I'm new to the forums so I thought I would post some pictures of my Millie. She is 8 months old 

Enjoy!


----------



## sarahbear (Feb 13, 2012)

AWWWWWW she is too cute!  And welcome=)


----------



## Rainy (Jul 27, 2011)

Awe, welcome to you and Millie. She's gorgeous.


----------



## vasogoma (Feb 25, 2012)

Welcome  Hope you enjoy it here. She is adorable


----------



## raerysdyk (Oct 21, 2011)

Welcome!  I love the name, and Millie is adorable too! Can't wait for more pics and stories!


----------



## Melly (Mar 5, 2012)

Thanks everyone! So lovely to see everyones hedgehogs, they're so cute! 
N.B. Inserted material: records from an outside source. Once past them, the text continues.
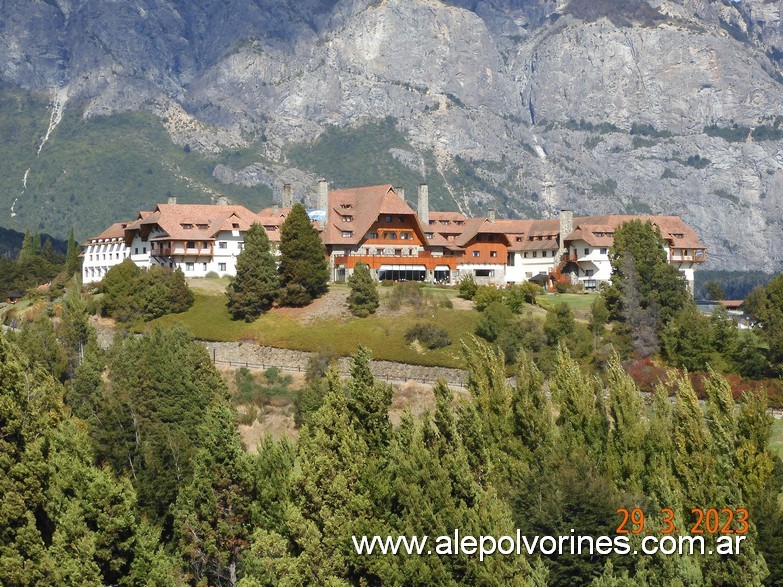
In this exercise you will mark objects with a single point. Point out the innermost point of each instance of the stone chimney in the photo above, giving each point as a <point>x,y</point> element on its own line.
<point>566,228</point>
<point>323,201</point>
<point>424,205</point>
<point>323,195</point>
<point>288,196</point>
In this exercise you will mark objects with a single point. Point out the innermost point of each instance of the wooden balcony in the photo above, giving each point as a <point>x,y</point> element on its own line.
<point>427,259</point>
<point>694,256</point>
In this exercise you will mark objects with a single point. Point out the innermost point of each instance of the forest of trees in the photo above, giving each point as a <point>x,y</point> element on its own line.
<point>125,466</point>
<point>128,469</point>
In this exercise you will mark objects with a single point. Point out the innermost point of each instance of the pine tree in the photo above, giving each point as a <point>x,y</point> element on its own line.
<point>363,299</point>
<point>302,259</point>
<point>213,513</point>
<point>254,288</point>
<point>72,262</point>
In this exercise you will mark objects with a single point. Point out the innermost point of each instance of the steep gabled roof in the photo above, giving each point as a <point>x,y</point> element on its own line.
<point>364,204</point>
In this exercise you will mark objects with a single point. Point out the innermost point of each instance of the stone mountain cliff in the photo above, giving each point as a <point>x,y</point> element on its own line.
<point>529,106</point>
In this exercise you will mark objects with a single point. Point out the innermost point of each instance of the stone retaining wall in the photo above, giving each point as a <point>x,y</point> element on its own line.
<point>237,354</point>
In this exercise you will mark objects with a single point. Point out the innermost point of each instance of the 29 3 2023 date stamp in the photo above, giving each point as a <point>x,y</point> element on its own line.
<point>703,521</point>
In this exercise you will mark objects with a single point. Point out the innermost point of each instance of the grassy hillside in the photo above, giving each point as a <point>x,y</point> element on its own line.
<point>209,319</point>
<point>92,172</point>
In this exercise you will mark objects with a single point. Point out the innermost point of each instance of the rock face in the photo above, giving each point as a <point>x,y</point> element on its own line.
<point>666,107</point>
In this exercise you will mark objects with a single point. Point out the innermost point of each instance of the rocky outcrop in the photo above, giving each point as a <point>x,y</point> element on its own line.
<point>665,107</point>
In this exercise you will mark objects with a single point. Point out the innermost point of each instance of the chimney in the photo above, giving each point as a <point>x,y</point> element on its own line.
<point>323,195</point>
<point>424,204</point>
<point>288,196</point>
<point>323,201</point>
<point>566,228</point>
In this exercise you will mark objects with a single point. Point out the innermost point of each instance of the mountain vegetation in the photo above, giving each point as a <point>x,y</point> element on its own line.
<point>155,443</point>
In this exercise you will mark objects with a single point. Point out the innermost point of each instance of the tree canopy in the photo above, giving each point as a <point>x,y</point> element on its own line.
<point>255,286</point>
<point>304,272</point>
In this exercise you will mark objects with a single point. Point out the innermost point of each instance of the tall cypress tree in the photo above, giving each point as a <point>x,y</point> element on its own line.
<point>363,299</point>
<point>72,255</point>
<point>304,272</point>
<point>254,288</point>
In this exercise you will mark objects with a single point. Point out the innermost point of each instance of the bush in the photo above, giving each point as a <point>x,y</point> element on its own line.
<point>319,364</point>
<point>486,295</point>
<point>495,320</point>
<point>520,294</point>
<point>363,299</point>
<point>467,287</point>
<point>429,335</point>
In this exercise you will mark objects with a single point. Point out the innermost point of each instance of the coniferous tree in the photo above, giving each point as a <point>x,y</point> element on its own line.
<point>303,268</point>
<point>213,512</point>
<point>72,262</point>
<point>255,287</point>
<point>638,253</point>
<point>363,299</point>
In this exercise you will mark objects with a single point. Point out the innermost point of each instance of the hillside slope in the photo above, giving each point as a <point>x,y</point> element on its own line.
<point>529,106</point>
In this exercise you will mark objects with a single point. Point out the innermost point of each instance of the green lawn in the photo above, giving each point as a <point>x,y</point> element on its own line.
<point>575,301</point>
<point>209,320</point>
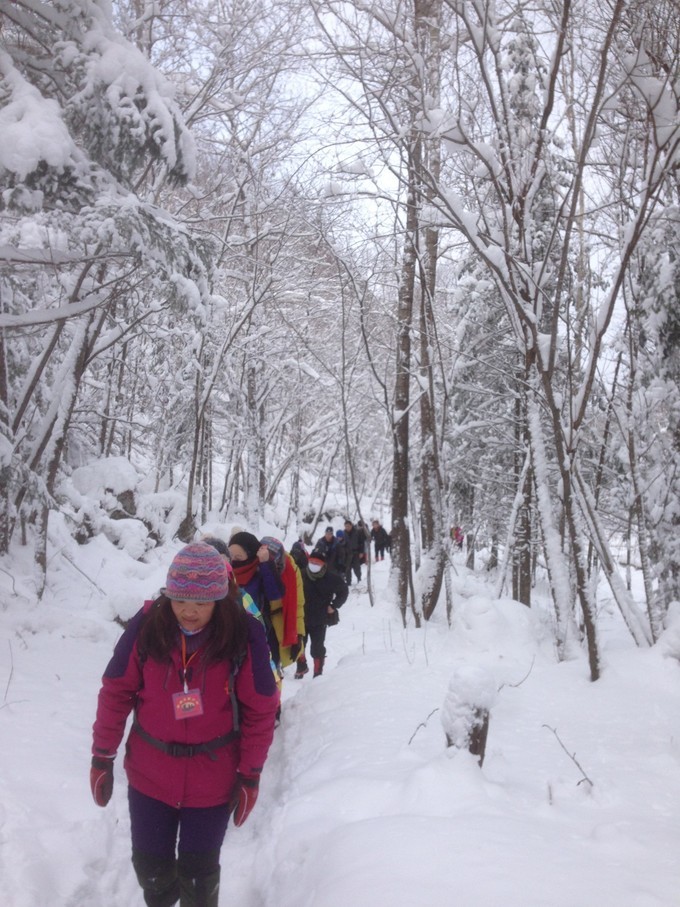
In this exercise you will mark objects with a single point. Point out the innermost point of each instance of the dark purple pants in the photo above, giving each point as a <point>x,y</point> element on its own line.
<point>155,826</point>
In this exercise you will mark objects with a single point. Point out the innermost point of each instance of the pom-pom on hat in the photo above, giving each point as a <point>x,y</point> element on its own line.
<point>246,540</point>
<point>197,574</point>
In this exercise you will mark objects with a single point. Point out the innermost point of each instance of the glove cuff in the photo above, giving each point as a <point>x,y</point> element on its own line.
<point>249,780</point>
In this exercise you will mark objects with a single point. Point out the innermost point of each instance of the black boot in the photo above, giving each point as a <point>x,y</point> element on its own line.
<point>157,877</point>
<point>199,879</point>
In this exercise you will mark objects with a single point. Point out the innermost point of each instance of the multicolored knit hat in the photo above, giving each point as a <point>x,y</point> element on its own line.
<point>197,574</point>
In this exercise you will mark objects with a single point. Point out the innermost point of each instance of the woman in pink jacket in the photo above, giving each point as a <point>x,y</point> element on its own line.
<point>194,668</point>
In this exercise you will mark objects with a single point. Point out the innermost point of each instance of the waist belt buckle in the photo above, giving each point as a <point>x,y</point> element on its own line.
<point>179,750</point>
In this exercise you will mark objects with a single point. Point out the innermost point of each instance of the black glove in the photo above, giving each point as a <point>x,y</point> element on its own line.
<point>101,779</point>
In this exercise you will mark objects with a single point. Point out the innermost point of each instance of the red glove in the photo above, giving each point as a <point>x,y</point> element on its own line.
<point>101,779</point>
<point>244,797</point>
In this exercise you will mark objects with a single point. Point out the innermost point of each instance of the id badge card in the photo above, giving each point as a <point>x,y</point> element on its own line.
<point>187,704</point>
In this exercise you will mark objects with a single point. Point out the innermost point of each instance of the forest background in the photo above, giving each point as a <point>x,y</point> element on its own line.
<point>423,252</point>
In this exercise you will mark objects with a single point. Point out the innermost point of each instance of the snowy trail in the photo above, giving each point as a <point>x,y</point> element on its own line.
<point>361,804</point>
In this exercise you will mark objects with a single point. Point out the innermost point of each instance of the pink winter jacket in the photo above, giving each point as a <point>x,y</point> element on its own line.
<point>203,779</point>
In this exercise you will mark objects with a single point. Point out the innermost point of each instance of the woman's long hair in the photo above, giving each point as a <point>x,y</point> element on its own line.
<point>228,629</point>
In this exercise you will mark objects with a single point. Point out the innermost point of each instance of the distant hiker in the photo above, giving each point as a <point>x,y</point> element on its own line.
<point>288,614</point>
<point>299,554</point>
<point>325,592</point>
<point>365,540</point>
<point>328,543</point>
<point>257,575</point>
<point>247,602</point>
<point>381,540</point>
<point>339,563</point>
<point>194,667</point>
<point>354,541</point>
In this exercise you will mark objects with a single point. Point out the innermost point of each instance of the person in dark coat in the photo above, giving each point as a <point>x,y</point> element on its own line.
<point>355,540</point>
<point>256,574</point>
<point>328,543</point>
<point>381,540</point>
<point>340,552</point>
<point>194,667</point>
<point>325,592</point>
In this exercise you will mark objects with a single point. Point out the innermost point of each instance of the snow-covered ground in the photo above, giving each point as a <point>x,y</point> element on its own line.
<point>361,803</point>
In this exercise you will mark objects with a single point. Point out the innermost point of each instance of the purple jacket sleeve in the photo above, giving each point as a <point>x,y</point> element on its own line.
<point>118,694</point>
<point>258,699</point>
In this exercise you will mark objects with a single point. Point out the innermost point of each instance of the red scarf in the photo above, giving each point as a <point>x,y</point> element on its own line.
<point>244,571</point>
<point>290,602</point>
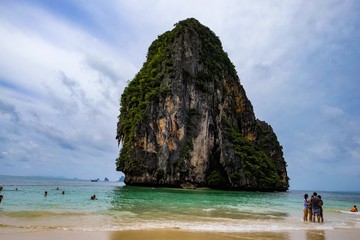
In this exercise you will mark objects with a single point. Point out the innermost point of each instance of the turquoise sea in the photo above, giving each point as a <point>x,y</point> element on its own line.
<point>121,207</point>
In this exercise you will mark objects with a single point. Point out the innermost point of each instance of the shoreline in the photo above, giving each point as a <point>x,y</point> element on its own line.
<point>179,234</point>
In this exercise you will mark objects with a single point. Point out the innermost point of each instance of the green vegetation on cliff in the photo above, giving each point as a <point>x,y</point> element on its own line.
<point>185,118</point>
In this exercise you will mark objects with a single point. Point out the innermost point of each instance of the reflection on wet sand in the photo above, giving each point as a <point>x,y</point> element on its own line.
<point>315,235</point>
<point>174,234</point>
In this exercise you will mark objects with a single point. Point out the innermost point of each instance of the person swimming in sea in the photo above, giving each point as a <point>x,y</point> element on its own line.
<point>354,209</point>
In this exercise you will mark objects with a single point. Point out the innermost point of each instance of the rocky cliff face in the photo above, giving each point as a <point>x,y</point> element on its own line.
<point>185,118</point>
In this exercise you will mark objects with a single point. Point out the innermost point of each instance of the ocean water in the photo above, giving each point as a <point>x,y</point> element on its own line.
<point>119,207</point>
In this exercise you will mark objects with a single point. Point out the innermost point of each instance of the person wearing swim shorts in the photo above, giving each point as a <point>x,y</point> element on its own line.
<point>306,207</point>
<point>315,207</point>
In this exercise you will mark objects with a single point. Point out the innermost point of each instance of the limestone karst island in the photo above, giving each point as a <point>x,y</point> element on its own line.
<point>185,120</point>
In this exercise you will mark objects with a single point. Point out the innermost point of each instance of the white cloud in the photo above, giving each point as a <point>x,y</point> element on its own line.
<point>61,76</point>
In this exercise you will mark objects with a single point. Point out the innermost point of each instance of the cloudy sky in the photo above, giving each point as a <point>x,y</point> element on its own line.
<point>64,65</point>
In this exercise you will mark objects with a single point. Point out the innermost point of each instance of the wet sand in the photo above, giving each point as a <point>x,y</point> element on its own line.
<point>176,234</point>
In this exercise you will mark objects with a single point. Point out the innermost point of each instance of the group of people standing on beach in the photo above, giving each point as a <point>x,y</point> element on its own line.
<point>313,208</point>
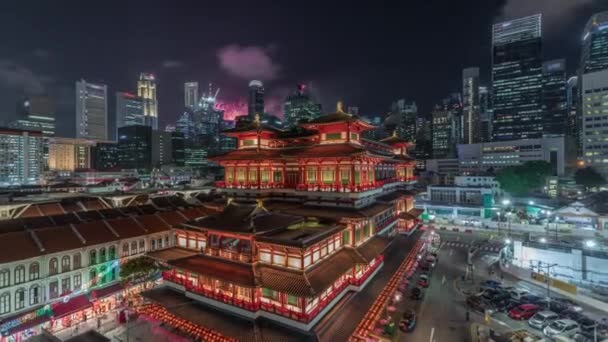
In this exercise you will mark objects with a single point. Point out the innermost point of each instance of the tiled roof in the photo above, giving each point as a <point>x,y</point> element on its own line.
<point>49,209</point>
<point>58,239</point>
<point>286,281</point>
<point>153,223</point>
<point>172,218</point>
<point>373,247</point>
<point>17,246</point>
<point>234,272</point>
<point>171,254</point>
<point>95,232</point>
<point>127,228</point>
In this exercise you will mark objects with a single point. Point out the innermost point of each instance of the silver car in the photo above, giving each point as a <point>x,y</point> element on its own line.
<point>542,319</point>
<point>562,327</point>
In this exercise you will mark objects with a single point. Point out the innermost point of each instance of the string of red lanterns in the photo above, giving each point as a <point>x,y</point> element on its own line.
<point>186,327</point>
<point>367,324</point>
It's also nice to be able to speak about hedgehogs. Most people I will speak to at first about my hedgie will say "huh? You have a hedgehog? Why would you want one!"


----------



## pink-ster (Mar 3, 2012)

yeah.. when I told people I was getting one they said they were 'disgusting filthy creatures.' - ___ - 

thank goodness we have this website!


----------



## Draenog (Feb 27, 2012)

Welcome! And Millie is a cutie.


----------



## wendyp (Feb 29, 2012)

Millie is a cootie patootie! I am also glad I found this forum because most of my friends had the same reaction--"Why?" Well, now they all wonder when is a good time to come over to see Miss Hilda


----------



## jerseymike1126 (Jan 20, 2011)

Melly said:


> Thanks everyone! So lovely to see everyones hedgehogs, they're so cute!
> 
> It's also nice to be able to speak about hedgehogs. Most people I will speak to at first about my hedgie will say "huh? You have a hedgehog? Why would you want one!"


"did you name him sonic?"
or
"is that like a porcupine?"


----------



## ThePliny (Jun 3, 2010)

Millie is a doll! 
People didn't think I was too crazy for getting a hedgehog; most of my friends think Pliny is pretty darn cute, but I am sure they wonder why I love him quite as much as I do! :lol:


----------



## Melly (Mar 5, 2012)

Thank you! 

To be honest it took a lot of convincing to get my partner to agree to having a hedgehog, I was on at him for months! When we eventually went to see her and took her, he fell in love straight away


----------



## shetland (Sep 2, 2008)

How could you not love little Miss Millie!!!


----------



## Melly (Mar 5, 2012)

Millie went outside to play on the grass today, it was her first time and she had a lot of fun!

here are some pictures 



Millie and her dad



Running around exploring


----------



## vasogoma (Feb 25, 2012)

I love these pics! You have no idea how much I would love to be able to take Agatha to somewhere with grass on of these days


----------



## shetland (Sep 2, 2008)

Millie, you are so pretty!


----------



## Melly (Mar 5, 2012)

Here's a very recent photo of you guys, this is me and Millie tonight


----------